Abdulhadi; “Adana’da bir IŞİD emiri vardı, bir süre onunla kaldım. Ağustos 2014’te Adana’da askeri eğitim aldım. Havaalanına yakın bir köyde 60 kişi askeri eğitim alıyorduk. 60 kişi eğitim alıyorduk. Sabah kalkıp spor yapıyorduk. Haftada bir atış eğitimi alıyorduk. Kalaşnikof, Bixi ve diğer silahları kullanıyorduk. Bize eğitim veren kişi Urfalı Ahmet’ti. İbrahim adında biri de bize tercümanlık yapıyordu. Türkiye, Suriye’ye göre daha güvenli diye eğitimimizi Türkiye’de verdiler. Suriye’de bombardımanlardan dolayı askeri eğitim almamız mümkün değildi.” Diye konuştu.
Abdulhadi, Adana’da eğitim aldıkları kampın basına ÖSO kampı olarak yansıtıldığını da ifade etti:
“Basına Özgür Suriye Ordusu olarak eğitim aldığımız yansıtıldı, oysa eğitim alan herkes, IŞİD üyesiydi. Eğitimdeki 60 kişinin hepsi Suriye vatandaşıydı. Bu 60 kişinin çoğu iş amacıyla Türkiye’ye gelmişlerdi ama sonra IŞİD’e katıldılar.” Dedi.
Türkiye rejiminin Suriye’deki terör örgütleriyle bağı birçok istihbarat ve medya raporuyla kanıtlanmış durumda. Suriye’de terör faaliyetlerinde bulunan ve ‘ılımlı’ olarak yansıtılan bazı grupların, Türkiye’de eğitim kampları tespit edilmesine rağmen Erdoğan rejimi bu gerçeği inkar etmişti.
Abdulhadi sınırdaki terörist trafiğine dair de önemli açıklamalar yaptı:
“İnternet üzerinden Suriye’dekilerle irtibata geçiyordum, onların Türkiye’ye gelmesini sağlayıp eğitime sokuyordum.
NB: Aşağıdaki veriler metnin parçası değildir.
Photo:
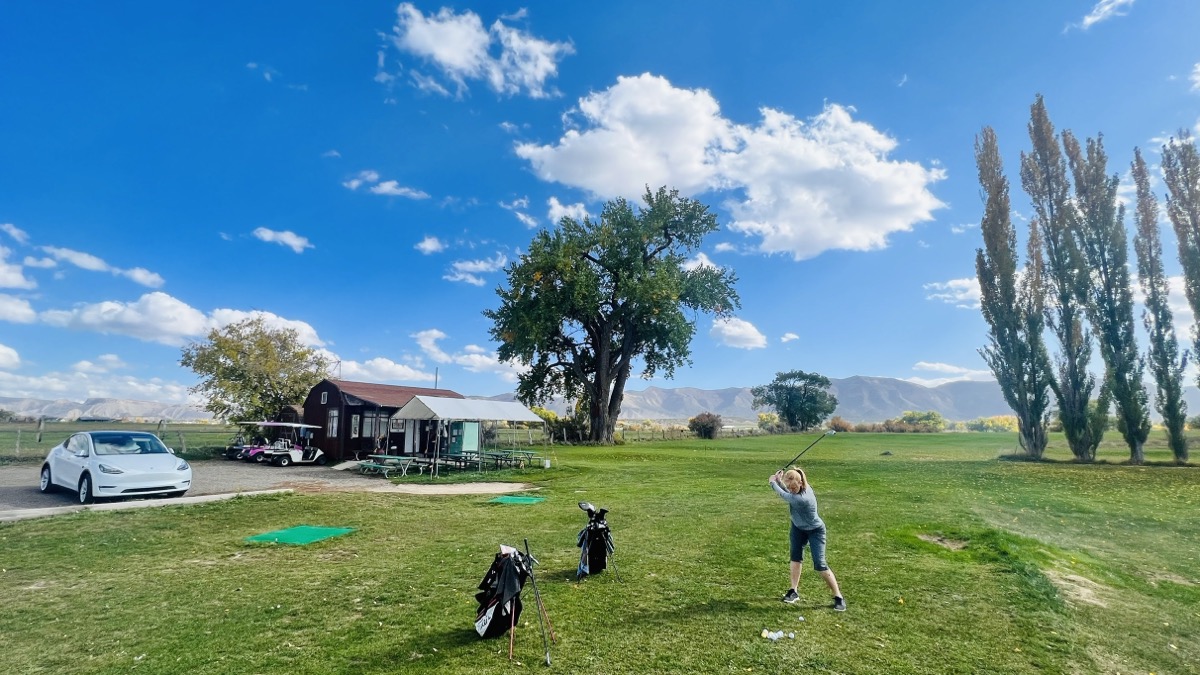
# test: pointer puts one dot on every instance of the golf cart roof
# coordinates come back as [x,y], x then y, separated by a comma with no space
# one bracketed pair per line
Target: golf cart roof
[289,424]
Eğitimden sonra Adana’da emir olan amcamın oğlunun yanında 5 ay kaldım. Görevim, Suriye’den gelenleri karşılamaktı. Emirim bana Türkiye’de kal dedi. Teröristleri Urfa’ya, oradan da Rakka’ya gönderiyorduk. Sonra Rakka’dan Suriye’nin çeşitli bölgelerine görev dağılımları oluyordu. Kaldığım köyde sivil insanlar vardı. Köy halkı bizim çalışmak için köye geldiğimizi düşünüyordu.”
Türkiye’deki IŞİD üyelerinin sayısı hakkında bir bilgisi olmadığını söyleyen Abdulhadi, şöyle devam etti:
“IŞİD’e Irak’tan sivil araçlarla ve yardım, gıda yükü görünümüyle silah geliyordu. Ağır silahlar Şeddadi’den geliyordu. Bende Şeddadi’de kaldım bir süre. IŞİD’in istihbarat biriminde çalıştım. Emirim beni El Havl’a bağlı Efır köyüne gönderdi. Bir gece bu köyde kaldım, ertesi gece YPG bizim kaldığımız noktaya baskın yaptı. 11 Aralık 2015 günü saat 24:00’da YPG kaldığımız yere baskın yaparak bizi yakaladı. İki kişi yakalandık. Ebu Yahya adında bir Fransız vardı El Havl’da, o emirdi.” Şeklinde konuştu.